Numéro 17 : Editorial
A taste of Ireland
En ce mois d’août pluvieux et venteux, nous avions choisi de passer une dizaine de jours à la découverte de la république d’Irlande. En prenant l’avion au Brussels South Airport, à Gosselies, nous n’imaginions pas que le programme des visites serait inopinément complété par une expérience inédite de la médecine irlandaise.
Les trois premiers jours à Dublin ont été consacrés à des promenades à pied dans une ville bouillonnante et encombrée, sous des averses sporadiques, ainsi qu’aux visites classiques : Glendalough, Wicklow, la route militaire, les tourbières, le château, les musées, Trinity College et sa vieille bibliothèque ; c’est dans ce lieu de recueillement qu’une puce, vraisemblablement lasse d’une morne existence parmi les parchemins, entreprit l’escalade de mon mollet …
Etait-ce un présage ? Ma dernière rencontre avec ces petites bêtes remonte à 1940, en évacuation, dans le Midi.
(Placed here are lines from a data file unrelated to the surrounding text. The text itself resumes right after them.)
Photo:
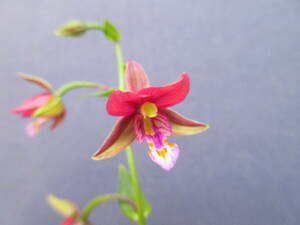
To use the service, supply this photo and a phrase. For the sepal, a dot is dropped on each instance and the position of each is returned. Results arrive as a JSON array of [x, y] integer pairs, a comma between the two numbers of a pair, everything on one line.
[[111, 32], [182, 125], [54, 107], [119, 138]]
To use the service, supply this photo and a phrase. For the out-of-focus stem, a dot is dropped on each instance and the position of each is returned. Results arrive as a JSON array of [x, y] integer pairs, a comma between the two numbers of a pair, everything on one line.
[[88, 209]]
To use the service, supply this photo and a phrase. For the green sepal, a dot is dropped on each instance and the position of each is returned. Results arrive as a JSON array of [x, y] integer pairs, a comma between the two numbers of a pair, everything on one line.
[[101, 94], [54, 107], [125, 188], [74, 28], [111, 32]]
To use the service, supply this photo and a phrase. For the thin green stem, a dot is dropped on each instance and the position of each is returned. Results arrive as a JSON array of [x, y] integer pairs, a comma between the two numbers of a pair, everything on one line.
[[78, 84], [121, 67], [94, 26], [136, 185], [90, 206], [129, 152]]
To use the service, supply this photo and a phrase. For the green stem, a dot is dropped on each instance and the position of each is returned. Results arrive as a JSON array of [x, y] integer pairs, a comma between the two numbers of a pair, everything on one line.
[[136, 185], [94, 26], [88, 209], [129, 152], [121, 67], [78, 84]]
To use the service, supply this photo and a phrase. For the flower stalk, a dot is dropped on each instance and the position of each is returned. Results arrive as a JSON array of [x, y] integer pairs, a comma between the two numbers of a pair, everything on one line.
[[129, 152], [88, 209], [78, 84]]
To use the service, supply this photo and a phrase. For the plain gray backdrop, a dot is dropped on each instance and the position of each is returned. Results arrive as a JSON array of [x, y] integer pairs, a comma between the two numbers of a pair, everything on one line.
[[243, 60]]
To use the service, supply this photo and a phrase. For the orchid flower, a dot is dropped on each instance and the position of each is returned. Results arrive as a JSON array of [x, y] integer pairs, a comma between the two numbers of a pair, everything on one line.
[[145, 115], [46, 107], [67, 209]]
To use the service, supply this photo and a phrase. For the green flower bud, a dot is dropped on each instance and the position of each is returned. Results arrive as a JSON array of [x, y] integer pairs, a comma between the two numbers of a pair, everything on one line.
[[72, 29]]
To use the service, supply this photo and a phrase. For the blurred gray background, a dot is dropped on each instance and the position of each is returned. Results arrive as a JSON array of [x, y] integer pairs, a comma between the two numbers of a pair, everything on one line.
[[243, 60]]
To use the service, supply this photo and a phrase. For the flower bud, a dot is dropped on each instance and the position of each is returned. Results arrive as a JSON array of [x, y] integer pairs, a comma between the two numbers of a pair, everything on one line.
[[72, 29], [53, 108]]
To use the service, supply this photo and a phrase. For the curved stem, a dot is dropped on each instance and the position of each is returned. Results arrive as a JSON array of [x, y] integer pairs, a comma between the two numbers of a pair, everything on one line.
[[129, 152], [135, 184], [78, 84], [94, 26], [88, 209], [121, 67]]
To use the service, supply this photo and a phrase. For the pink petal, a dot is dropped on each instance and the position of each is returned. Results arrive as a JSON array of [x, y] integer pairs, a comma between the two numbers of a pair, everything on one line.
[[68, 221], [136, 78], [182, 125], [139, 127], [58, 120], [162, 124], [170, 94], [31, 104], [165, 156], [120, 137], [33, 128], [122, 103]]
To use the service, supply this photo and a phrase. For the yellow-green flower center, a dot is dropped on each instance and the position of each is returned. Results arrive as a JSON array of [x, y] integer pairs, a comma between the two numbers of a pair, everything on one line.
[[149, 109]]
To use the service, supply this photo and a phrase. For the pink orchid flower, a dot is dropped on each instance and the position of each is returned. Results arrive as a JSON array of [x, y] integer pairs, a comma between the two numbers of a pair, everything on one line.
[[145, 115], [46, 107]]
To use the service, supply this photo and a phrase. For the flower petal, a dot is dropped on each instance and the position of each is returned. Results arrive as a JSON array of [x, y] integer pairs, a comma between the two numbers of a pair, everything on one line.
[[120, 137], [68, 221], [122, 103], [170, 94], [139, 127], [34, 127], [65, 207], [36, 80], [166, 156], [31, 104], [183, 126], [136, 78], [58, 120]]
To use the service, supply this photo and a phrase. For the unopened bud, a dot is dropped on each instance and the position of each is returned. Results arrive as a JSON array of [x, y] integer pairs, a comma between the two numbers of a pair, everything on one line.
[[72, 29]]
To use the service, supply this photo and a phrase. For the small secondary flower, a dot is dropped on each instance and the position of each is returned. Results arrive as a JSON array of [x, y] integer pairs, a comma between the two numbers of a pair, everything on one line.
[[145, 115], [45, 107]]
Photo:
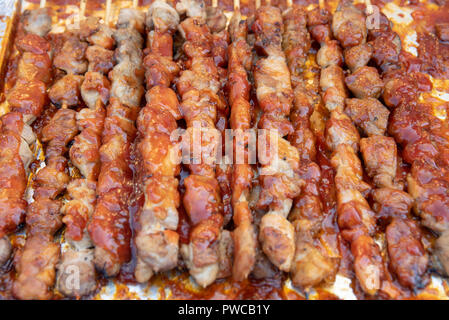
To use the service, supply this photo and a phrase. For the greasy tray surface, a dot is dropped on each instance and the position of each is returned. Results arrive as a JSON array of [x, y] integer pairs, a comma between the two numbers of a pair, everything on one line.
[[408, 20]]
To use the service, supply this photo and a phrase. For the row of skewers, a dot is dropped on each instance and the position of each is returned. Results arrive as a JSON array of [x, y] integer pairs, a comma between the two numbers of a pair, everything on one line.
[[197, 71]]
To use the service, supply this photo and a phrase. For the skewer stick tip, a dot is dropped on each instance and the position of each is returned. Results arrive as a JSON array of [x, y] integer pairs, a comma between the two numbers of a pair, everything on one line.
[[82, 8], [107, 15]]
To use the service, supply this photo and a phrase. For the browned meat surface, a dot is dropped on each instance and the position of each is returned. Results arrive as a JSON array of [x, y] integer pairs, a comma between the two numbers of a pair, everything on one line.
[[358, 56], [365, 82], [100, 59], [349, 25], [71, 57], [37, 21], [408, 259], [369, 114], [442, 31], [380, 158], [66, 91]]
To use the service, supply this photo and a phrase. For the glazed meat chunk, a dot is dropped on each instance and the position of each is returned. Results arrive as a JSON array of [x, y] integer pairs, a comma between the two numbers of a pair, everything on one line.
[[349, 25], [71, 56], [100, 59], [37, 21], [66, 91], [442, 31], [358, 56], [380, 157], [369, 114], [365, 82], [408, 259]]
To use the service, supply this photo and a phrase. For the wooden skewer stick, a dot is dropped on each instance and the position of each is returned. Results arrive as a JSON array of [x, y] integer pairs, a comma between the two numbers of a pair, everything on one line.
[[82, 9], [107, 15], [236, 5], [369, 7]]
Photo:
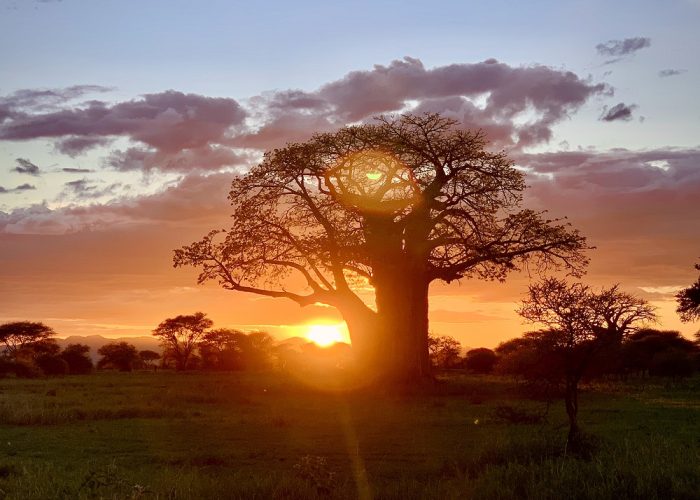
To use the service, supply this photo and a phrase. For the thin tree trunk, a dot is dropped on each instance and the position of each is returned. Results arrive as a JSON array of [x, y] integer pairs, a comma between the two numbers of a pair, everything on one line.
[[571, 401]]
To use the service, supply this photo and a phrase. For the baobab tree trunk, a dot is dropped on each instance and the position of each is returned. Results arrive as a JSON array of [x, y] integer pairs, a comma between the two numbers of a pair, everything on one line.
[[402, 313]]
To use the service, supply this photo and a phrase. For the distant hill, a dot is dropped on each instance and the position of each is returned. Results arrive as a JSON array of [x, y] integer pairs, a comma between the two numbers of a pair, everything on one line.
[[97, 341]]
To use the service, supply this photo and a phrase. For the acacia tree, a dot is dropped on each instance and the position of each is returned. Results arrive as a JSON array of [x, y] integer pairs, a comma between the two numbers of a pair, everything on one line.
[[179, 336], [580, 323], [120, 355], [689, 301], [444, 351], [20, 334], [395, 205]]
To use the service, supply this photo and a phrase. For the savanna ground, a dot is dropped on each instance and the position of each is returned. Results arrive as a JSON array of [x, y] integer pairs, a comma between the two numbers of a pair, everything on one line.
[[248, 435]]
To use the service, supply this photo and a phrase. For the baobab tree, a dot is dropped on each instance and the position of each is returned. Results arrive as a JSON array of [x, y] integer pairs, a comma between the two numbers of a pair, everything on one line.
[[395, 205]]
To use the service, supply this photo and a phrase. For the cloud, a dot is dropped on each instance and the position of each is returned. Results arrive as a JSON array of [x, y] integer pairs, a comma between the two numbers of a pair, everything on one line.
[[85, 189], [72, 170], [203, 158], [487, 94], [76, 145], [25, 166], [196, 200], [18, 189], [624, 47], [664, 73], [25, 100], [619, 112], [636, 207], [170, 124]]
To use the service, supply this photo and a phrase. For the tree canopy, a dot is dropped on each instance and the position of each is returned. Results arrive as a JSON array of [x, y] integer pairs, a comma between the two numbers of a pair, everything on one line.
[[394, 205], [179, 336], [689, 301], [580, 323], [19, 334]]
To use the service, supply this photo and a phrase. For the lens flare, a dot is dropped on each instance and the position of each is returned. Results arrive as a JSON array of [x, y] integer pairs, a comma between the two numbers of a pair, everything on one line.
[[326, 335]]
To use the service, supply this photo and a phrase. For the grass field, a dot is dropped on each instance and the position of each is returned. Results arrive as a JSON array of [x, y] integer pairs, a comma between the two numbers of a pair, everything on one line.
[[245, 435]]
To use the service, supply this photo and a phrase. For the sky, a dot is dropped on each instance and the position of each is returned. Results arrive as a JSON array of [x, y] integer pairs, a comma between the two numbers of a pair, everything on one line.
[[123, 123]]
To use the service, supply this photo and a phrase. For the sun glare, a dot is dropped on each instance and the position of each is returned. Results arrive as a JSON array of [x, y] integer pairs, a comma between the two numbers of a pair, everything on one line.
[[325, 335]]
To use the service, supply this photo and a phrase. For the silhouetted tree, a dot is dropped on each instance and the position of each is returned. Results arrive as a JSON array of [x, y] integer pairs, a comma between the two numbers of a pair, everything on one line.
[[256, 350], [444, 351], [532, 357], [221, 349], [44, 354], [580, 324], [662, 353], [481, 360], [689, 301], [148, 358], [78, 359], [396, 205], [119, 355], [179, 336], [18, 335]]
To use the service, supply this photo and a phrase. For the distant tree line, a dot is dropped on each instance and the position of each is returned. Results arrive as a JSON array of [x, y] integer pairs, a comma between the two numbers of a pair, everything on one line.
[[29, 349]]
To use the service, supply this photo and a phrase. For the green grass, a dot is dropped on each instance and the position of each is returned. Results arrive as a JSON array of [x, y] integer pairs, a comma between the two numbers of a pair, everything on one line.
[[245, 435]]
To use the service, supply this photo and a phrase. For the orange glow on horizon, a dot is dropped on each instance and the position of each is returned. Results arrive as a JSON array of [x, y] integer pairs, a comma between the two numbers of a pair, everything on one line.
[[325, 335]]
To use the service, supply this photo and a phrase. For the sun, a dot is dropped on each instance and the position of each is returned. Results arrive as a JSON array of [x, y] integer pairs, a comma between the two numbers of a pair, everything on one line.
[[325, 335]]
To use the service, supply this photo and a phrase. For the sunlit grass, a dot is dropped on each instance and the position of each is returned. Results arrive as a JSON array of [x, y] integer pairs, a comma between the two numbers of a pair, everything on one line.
[[259, 435]]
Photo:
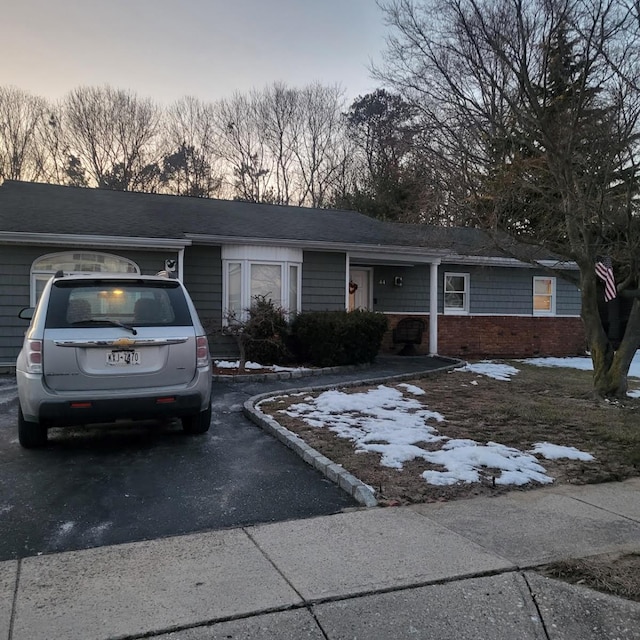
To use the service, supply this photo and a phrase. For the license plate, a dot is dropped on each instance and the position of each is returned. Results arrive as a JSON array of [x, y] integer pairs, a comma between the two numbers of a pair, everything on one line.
[[123, 358]]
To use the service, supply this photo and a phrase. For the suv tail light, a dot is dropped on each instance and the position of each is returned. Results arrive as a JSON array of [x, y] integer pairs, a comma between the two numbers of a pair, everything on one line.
[[34, 356], [202, 352]]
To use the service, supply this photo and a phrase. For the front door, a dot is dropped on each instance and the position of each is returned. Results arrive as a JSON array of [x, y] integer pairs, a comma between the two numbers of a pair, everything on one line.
[[359, 289]]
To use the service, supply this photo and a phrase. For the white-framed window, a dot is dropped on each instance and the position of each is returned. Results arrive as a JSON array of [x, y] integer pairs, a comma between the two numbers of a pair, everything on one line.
[[274, 273], [544, 296], [74, 263], [456, 293]]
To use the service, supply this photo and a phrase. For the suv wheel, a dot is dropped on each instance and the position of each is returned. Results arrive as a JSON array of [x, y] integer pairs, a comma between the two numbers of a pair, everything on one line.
[[31, 435], [197, 423]]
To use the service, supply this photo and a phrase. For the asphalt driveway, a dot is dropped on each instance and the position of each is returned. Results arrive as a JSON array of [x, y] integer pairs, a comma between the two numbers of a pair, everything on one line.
[[102, 486]]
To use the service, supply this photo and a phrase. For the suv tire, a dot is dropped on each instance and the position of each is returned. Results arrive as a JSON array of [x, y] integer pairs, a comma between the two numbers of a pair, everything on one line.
[[198, 422], [31, 435]]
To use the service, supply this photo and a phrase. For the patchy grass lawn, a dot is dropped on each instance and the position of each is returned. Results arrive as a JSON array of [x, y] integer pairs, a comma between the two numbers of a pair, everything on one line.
[[538, 404]]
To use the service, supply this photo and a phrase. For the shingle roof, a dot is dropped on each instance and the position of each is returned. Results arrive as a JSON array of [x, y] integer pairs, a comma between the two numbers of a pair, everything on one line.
[[45, 208], [31, 207]]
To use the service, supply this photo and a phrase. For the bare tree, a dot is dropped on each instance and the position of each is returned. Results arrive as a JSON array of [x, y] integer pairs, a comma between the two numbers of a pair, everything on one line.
[[535, 105], [112, 133], [190, 164], [320, 149], [22, 120], [242, 147], [278, 109]]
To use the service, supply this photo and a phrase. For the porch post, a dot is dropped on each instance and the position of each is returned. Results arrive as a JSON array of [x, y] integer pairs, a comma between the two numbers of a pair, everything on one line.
[[433, 308]]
Une dame du pays voyant une puce sur ma main, s’exclama : « Puce sur la main, nouvelle en chemin » et quelques jours plus tard nous avons eu des nouvelles de Belgique. En Irlande, il y a peut-être un proverbe qui dit : « Puce au mollet, accroc de santé » !
Nous avons ensuite rejoint un voyage de groupe en autocar, intitulé « A taste of Ireland » dont la saveur allait se révéler amère. Notre guide très loquace, un peu cabotin, s’efforçait de séduire les Américains et ne ménageait pas les critiques aux Anglais, de Cromwell qui « détruisit et pilla l’Irlande » à la Reine Victoria qui, pour ne plus voir les victimes de la famine, fit construire un bâtiment en trompe l’œil devant les fenêtres de son palais ; en outre Wellington, un enfant du pays, aurait dit : « quand on est né dans une étable, il faut s’efforcer de l’oublier ». Le programme était typique : démonstration de chiens rassemblant un troupeau de moutons, quelques châteaux, danses folkloriques, ballades irlandaises, dîner à table d’hôte …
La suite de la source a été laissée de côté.